Eero’s beacon is part of its mesh Wi-Fi lineup. Image courtesy of Eero. 

Amazon will acquire mesh Wi-Fi maker Eero for an undisclosed sum, as the retailer continues making investments in the smart home. Eero formed in 2014 and built a product that quickly made the concept of mesh Wi-Fi a household name. Mesh Wi-Fi uses several access points in the home to provide better coverage. While, not the first to offer the service, Eero quickly gained adoption, even as most consumers in the U.S. still relied on their ISP for a Wi-Fi router.

Eero influenced other Wi-Fi vendors to launch their own mesh-like products, and even Comcast, the nation’s largest ISP, has been won over by the concept of mesh Wi-Fi. So why does Amazon care? First off, because good Wi-Fi is essential to a good smart home ecosystem. If you can’t get devices online, you can’t use Alexa to control them. A better question might be, why Eero?

It’s certainly not the only mesh Wi-Fi provider out there, not even the only startup providing mesh Wi-Fi. But Amazon has an advantage when it comes to making acquisitions in consumer products, namely that it can see what consumers buy. This information is invaluable to Amazon as it chooses which companies to buy and even which to invest in. Its decision to purchase Ring over some of the other smart doorbell players was likely guided in part by this information as well.

In the release announcing the deal, Amazon even references Eero’s 4.6-star product rating on This is a similar strategy that Amazon has with its cloud services business, where it can see exactly which products are gaining ground among developers thanks to their API calls and in many cases, based on the traffic companies get as they are hosted on AWS servers. Amazon can use this information to select which features to invest in and which companies it may need to acquire.

Many companies talk theoretically about the future where access to information becomes a competitive differentiator providing transparency into other businesses by virtue of data analysis. Amazon is already living in this future and acting on it. It will also add to that storehouse of data.

So with Eero, Amazon gains control of one of the thornier issues plaguing the smart home — good Wi-Fi coverage — while also gaining the ability to see what devices I actually have on my network. Eero can determine many of the 30-something Wi-Fi devices on my network and knows how much traffic they are sending. Sometimes this is a good indicator of use, and sometimes, it’s just an indicator that the device is inefficient.
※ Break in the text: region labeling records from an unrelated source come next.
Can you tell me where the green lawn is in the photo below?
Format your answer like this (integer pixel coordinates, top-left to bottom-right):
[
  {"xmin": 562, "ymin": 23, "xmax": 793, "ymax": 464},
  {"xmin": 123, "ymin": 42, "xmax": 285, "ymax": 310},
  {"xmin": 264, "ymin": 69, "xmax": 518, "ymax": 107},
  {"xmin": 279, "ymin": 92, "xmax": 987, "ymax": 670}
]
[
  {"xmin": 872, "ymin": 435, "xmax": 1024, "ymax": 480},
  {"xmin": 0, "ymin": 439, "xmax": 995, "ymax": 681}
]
Amazon also has the potential to build out a business around another hot topic in today’s internet of things — security. Eero offers security and parental control services as part of Eero Plus that sells for about $10 a month. Customers get a password management program, access to a VPN service, regular scans for malicious traffic, notifications for devices joining the network and an ad blocker.
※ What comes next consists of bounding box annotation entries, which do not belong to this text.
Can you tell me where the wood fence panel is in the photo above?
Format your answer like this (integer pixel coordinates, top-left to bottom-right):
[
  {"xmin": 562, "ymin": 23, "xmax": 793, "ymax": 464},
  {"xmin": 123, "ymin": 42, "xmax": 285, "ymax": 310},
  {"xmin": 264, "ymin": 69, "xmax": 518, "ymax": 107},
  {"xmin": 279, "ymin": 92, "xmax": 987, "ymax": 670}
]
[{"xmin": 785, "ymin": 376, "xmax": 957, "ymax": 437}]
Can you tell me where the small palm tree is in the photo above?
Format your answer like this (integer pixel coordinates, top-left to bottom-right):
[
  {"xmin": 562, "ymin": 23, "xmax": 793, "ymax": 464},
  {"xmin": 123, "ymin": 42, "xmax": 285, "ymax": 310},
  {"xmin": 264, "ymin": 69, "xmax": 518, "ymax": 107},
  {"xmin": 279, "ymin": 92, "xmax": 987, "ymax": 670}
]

Eero isn’t alone in offering this type of service. At CES, Comcast rolled out something similar, and several companies such as Bitdefender, Cujo, and Norton have boxes that sit on a consumer’s network and provide a security service for a fee.  Now Amazon can too, only it can link it deeply into Alexa letting a customer have peace of mind for the physical home security and their cybersecurity. Or it can push Eero gear on Prime customers and then offer them the service for free. With that data, which basically covers everywhere I go on the web, Amazon would be unstoppable.

Finally, I would be remiss if I didn’t say that Amazon can also use Eero’s tech to turn Alexa into a mesh Wi-Fi router should Amazon deep that the way to go. I’m sure we’ll talk more about this on the podcast this week when more information becomes available.